Drennan announces his choice for undersheriff, a Rochester PD sergeant who lives in Kent
KENDALL – When Brett Sobieraski’s house was broken into, and guns and jewelry were stolen seven years ago, the Rochester Police Department sergeant knew what it was like to be a victim of a crime.
He didn’t like feeling so vulnerable.
Sobieraski lives in Kent. About two days after the crime, Tom Drennan and the Orleans County Sheriff’s Office had it solved. Drennan, the chief deputy for the Sheriff’s Office, worked with investigators to make the arrests. Sobieraski’s possessions were returned to him.
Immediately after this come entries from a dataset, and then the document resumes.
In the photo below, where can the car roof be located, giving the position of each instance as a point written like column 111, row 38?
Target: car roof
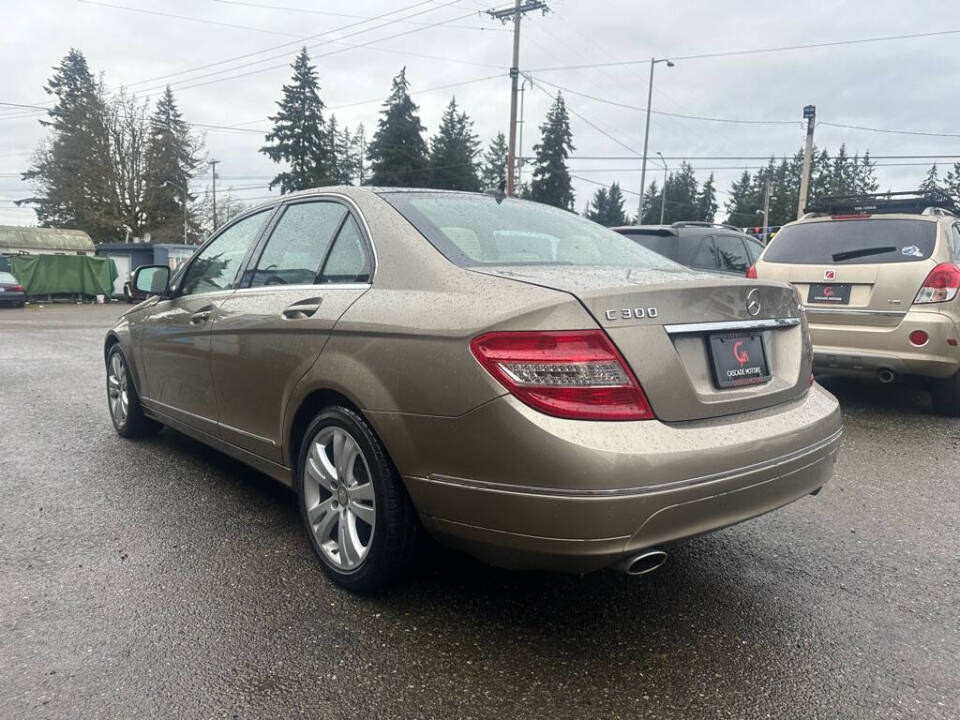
column 687, row 228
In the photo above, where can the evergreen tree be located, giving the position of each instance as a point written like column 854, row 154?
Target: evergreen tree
column 864, row 179
column 931, row 182
column 952, row 182
column 398, row 152
column 741, row 206
column 71, row 170
column 339, row 171
column 598, row 207
column 706, row 205
column 652, row 200
column 681, row 195
column 453, row 152
column 551, row 179
column 494, row 166
column 358, row 154
column 299, row 135
column 615, row 215
column 172, row 158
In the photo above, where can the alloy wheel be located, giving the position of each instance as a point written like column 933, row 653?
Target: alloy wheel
column 118, row 389
column 339, row 498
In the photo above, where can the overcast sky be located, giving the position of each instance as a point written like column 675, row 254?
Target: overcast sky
column 227, row 59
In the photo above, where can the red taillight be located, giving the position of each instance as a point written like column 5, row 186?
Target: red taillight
column 570, row 374
column 941, row 284
column 919, row 338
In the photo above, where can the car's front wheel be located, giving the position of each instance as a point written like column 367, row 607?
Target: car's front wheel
column 946, row 396
column 356, row 512
column 123, row 401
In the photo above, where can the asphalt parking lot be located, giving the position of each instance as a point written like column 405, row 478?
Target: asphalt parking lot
column 162, row 579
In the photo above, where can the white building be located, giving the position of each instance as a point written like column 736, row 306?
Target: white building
column 44, row 241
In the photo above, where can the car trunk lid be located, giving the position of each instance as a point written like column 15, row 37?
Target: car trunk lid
column 671, row 325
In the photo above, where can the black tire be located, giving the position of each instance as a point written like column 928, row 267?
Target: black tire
column 133, row 423
column 394, row 540
column 946, row 396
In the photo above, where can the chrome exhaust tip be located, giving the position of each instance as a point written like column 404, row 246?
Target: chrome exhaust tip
column 643, row 563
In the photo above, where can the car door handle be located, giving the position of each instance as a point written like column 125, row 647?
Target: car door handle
column 302, row 309
column 201, row 315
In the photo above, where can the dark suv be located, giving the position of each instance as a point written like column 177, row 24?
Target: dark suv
column 701, row 245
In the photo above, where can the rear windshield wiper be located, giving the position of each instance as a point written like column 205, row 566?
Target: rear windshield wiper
column 862, row 252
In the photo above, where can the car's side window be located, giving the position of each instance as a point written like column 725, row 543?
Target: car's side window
column 731, row 254
column 298, row 244
column 349, row 260
column 703, row 255
column 215, row 268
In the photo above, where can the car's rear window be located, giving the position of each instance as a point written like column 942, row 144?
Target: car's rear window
column 475, row 230
column 665, row 245
column 849, row 242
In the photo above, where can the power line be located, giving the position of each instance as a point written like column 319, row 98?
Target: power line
column 311, row 11
column 756, row 51
column 297, row 42
column 661, row 112
column 892, row 132
column 191, row 84
column 186, row 17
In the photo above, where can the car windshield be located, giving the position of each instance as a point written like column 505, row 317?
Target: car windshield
column 854, row 241
column 475, row 230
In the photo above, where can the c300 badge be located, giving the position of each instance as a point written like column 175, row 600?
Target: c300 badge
column 631, row 313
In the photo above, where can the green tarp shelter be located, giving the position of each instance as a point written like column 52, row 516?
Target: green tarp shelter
column 64, row 274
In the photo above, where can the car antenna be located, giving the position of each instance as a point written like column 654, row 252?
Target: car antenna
column 497, row 192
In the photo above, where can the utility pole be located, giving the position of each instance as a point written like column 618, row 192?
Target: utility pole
column 517, row 11
column 663, row 193
column 646, row 136
column 362, row 151
column 213, row 164
column 810, row 113
column 767, row 193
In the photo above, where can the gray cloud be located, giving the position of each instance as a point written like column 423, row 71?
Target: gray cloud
column 905, row 84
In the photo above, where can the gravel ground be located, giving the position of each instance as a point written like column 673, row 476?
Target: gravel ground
column 162, row 579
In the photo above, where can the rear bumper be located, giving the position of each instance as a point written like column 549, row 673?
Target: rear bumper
column 863, row 350
column 591, row 494
column 12, row 298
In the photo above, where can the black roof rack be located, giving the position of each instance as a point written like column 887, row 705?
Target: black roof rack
column 700, row 223
column 910, row 201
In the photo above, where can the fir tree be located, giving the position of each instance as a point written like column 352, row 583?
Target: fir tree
column 597, row 209
column 652, row 201
column 707, row 201
column 71, row 169
column 551, row 179
column 398, row 152
column 453, row 152
column 931, row 182
column 494, row 166
column 615, row 215
column 172, row 158
column 299, row 135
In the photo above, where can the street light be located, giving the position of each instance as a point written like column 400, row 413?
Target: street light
column 663, row 193
column 183, row 189
column 646, row 134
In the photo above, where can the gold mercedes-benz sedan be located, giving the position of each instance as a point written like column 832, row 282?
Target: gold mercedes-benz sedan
column 513, row 380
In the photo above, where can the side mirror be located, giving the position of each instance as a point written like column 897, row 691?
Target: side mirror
column 151, row 279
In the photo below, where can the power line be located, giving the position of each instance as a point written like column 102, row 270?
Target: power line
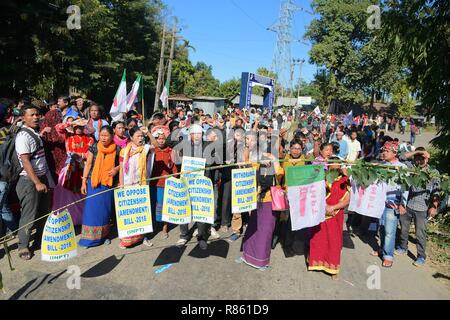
column 250, row 17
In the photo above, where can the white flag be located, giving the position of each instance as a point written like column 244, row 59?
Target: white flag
column 317, row 111
column 120, row 100
column 165, row 95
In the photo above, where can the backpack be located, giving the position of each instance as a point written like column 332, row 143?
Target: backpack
column 10, row 167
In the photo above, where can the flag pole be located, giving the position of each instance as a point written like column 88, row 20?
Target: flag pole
column 142, row 100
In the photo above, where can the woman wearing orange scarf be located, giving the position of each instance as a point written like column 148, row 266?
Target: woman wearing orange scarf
column 102, row 166
column 133, row 170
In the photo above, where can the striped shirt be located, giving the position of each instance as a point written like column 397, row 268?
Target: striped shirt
column 394, row 194
column 26, row 144
column 419, row 198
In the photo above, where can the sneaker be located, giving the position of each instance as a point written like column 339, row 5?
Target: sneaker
column 181, row 242
column 233, row 237
column 214, row 234
column 420, row 262
column 164, row 235
column 203, row 245
column 400, row 252
column 147, row 243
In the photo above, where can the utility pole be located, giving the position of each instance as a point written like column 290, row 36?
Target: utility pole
column 160, row 70
column 298, row 62
column 172, row 48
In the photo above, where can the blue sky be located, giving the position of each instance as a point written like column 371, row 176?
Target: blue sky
column 231, row 35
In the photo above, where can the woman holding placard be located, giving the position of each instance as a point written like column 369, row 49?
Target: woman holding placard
column 162, row 166
column 327, row 238
column 257, row 243
column 102, row 166
column 133, row 171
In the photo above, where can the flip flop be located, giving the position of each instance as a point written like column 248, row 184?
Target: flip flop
column 388, row 265
column 25, row 255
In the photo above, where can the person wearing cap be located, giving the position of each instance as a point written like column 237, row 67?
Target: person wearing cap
column 354, row 147
column 77, row 142
column 343, row 145
column 95, row 119
column 422, row 206
column 395, row 206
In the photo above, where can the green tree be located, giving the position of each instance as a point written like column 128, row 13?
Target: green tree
column 354, row 64
column 402, row 98
column 39, row 52
column 202, row 82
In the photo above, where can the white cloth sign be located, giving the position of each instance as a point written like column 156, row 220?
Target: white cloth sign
column 370, row 201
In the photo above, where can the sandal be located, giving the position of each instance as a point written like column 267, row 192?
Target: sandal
column 25, row 255
column 387, row 263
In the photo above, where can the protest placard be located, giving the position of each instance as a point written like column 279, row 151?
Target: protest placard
column 176, row 206
column 58, row 240
column 369, row 201
column 201, row 193
column 133, row 211
column 190, row 164
column 307, row 195
column 243, row 190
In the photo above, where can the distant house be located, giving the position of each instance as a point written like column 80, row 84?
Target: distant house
column 209, row 105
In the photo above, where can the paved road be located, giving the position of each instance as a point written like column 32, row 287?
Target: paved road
column 422, row 140
column 111, row 273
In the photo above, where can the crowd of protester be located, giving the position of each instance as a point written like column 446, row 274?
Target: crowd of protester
column 70, row 149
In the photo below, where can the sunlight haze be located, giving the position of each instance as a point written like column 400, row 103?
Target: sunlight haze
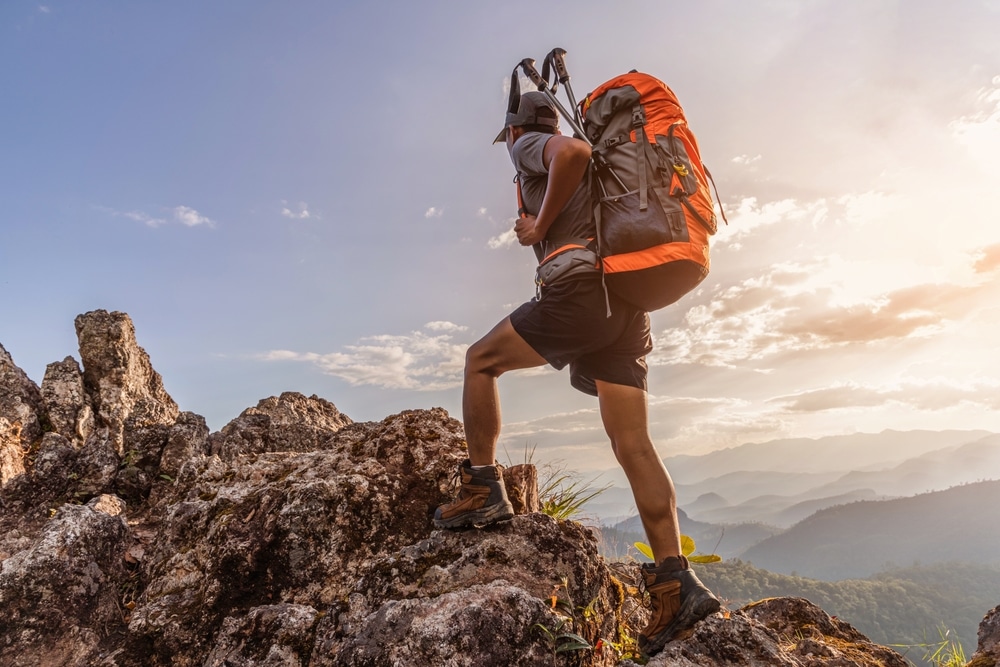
column 304, row 197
“Tom Drennan was most responsible for solving that crime,” Sobieraski said today when he stood by Drennan, a candidate for sheriff. “I was astounded by the professionalism shown by the Orleans County Sheriff’s Department.”
Drennan announced today if he is elected on Nov. 3, he would make Sobieraski his undersheriff. The two have known each other for about two decades. Their children attended Kendall Central School together.
Drennan and Sobieraski made the undersheriff announcement today at the Kendall community park gazebo across from the elementary school. Drennan wanted to highlight his small-town roots and commitment to protecting residents.
Sobieraski has a 27-year career in law enforcement. He started with the Lockport Police Department, and has worked the past 23 years with the Rochester Police Department, including the past 15 as a supervising sergeant with the Greater Rochester Area Narcotics Enforcement Team.
He leads the multi-agency task force of undercover officers. He has participated in more than 2,000 search warrants, including some with the Major Felony Crime Task Force from Orleans County.
Sobieraski said Orleans County is not immune from drugs, especially heroin, and violent crime. He wants to take his years of experience and help train and raise the standards of professionalism in the Orleans County Sheriff’s Office.
He said he and Drennan are similar in expecting high standards and accountability for officers.
“When someone shows up for work, they work hard for their paycheck and their community,” Sobieraski said.
Drennan has shied away from picking an undersheriff, saying residents should focus on the sheriff’s name on the ballot. Randy Bower won a close primary over Drennan for the Republican line on Sept. 10, 1,671 to 1,650.
Bower, a public safety dispatcher, has been campaigning with Chris Bourke, a long-time lieutenant in the Sheriff’s Office, as the undersheriff choice.
Drennan said he has been asked repeatedly who he would name as undersheriff.
“It’s a topic that everyone’s bringing up and I don’t want it to be a distraction anymore,” he said.
Drennan said Sobieraski would bring “fresh eyes” to the department and help Drennan in his push for an accredited department through the state. To be accredited, the department will need clear policies and training for officers, as well as regular audits.
Drennan said accreditation would establish uniform standards and responses for deputies when they are working with the public.
“It would create standardization, whether it’s Deputy A or Deputy Z,” he said. “It would become a much more professional agency.”
Sobieraski has served as a police academy instructor the past nine years. He has taught SWAT, police supervisor, active shooter and enhanced in-service classes.
He also is a board member and former chairman for seven years of Huther Doyle, an outpatient addiction recovery agency.
Sobieraski said he welcomes the chance to work where he lives. He wants to help equip and train the local deputies. He also said the department is small enough, where Sobieraski can spring into action and help on calls.
Drennan said he too would be visible and working on police calls.
The Nov. 3 election also includes retired Medina police investigator Don Organisciak, who is running as a Democrat. He hasn’t said publicly who would serve as his undersheriff.